Image-based VM replication through Cloud Connect includes built-in multitenant support to securely share host or cluster CPU, RAM, storage and networking resource allocation between different tenants.
Other features include full site failover to a service provider site with just a few clicks on a secure Web portal, including failover orchestration with failover plans, and partial failover to instantly switch over selected VMs only.
“To recover from a true natural disaster, like a hurricane, a tornado or an earthquake, IT needs an offsite facility with a replica of all critical applications and data in a ready-to-go state that can be used right away,” Doug Hazelman, vice president of product strategy at Veeam Software, told eWEEK. “And it needs to be located far enough away from the primary data center so any natural disaster wouldn’t take both out at the same time.”
Hazelman said setting up and maintaining a separate DR site is expensive and cumbersome, which is why cloud-based DRaaS presents such a compelling alternative.
“It’s an easy, less expensive way to get your data to an offsite facility that’s maintained by a trusted advisor, and it avoids the need to make a large capital investment,” he explained.
Other features include built-in network extension appliances to preserve communication with and between production VMs regardless of their location and failback to the existing or new infrastructure to restore normal business operations.

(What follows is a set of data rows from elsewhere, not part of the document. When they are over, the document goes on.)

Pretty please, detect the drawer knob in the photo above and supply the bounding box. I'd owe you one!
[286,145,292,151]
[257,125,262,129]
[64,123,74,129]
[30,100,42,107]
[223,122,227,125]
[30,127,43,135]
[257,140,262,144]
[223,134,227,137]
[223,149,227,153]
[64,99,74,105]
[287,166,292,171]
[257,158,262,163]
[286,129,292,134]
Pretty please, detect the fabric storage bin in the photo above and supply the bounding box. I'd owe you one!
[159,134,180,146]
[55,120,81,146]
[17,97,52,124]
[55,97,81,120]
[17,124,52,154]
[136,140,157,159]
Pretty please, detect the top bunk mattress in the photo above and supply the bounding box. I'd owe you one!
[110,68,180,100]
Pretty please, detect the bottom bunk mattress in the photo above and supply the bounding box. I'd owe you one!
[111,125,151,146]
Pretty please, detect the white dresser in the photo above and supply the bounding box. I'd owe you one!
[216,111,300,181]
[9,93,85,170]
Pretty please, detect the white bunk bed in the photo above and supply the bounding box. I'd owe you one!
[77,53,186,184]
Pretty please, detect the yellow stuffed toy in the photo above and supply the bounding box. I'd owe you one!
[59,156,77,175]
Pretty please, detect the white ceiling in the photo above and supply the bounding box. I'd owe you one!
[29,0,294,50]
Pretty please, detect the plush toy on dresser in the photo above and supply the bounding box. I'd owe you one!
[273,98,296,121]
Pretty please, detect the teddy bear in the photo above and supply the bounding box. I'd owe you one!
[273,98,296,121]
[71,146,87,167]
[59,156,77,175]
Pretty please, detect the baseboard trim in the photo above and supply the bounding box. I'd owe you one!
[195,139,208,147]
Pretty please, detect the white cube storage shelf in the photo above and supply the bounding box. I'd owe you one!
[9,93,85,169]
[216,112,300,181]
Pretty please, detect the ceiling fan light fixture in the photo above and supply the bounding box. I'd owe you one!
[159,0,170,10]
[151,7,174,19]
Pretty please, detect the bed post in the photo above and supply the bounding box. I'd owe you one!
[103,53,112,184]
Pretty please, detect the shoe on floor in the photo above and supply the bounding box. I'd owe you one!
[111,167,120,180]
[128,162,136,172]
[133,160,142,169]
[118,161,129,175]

Rounding out the package is failover testing for seamless failover simulation without disrupting production workloads, single-port connectivity through a secure Secure Sockets Layer (SSL) connection to a service provider and multiple traffic reduction technologies including built-in wireless area network (WAN) acceleration, replica seeding and replication from a backup.
“We find that IT’s biggest concern with cloud is that others may have unauthorized access to sensitive data,” Hazelman said. “We address that concern by enabling our customers to encrypt their backups before they send data to the cloud using keys that they control. With backups, customers are often worried about sending data to the cloud because they feel they won’t have any idea of where their data is actually physically located.”
That’s one of the reasons Veeam has decided to work with its partners to enable them to provide cloud-based DRaaS instead of creating their own service, according to Hazelman.
“End users feel more comfortable sending their data to service providers they already know and trust from an established business relationship,” he said.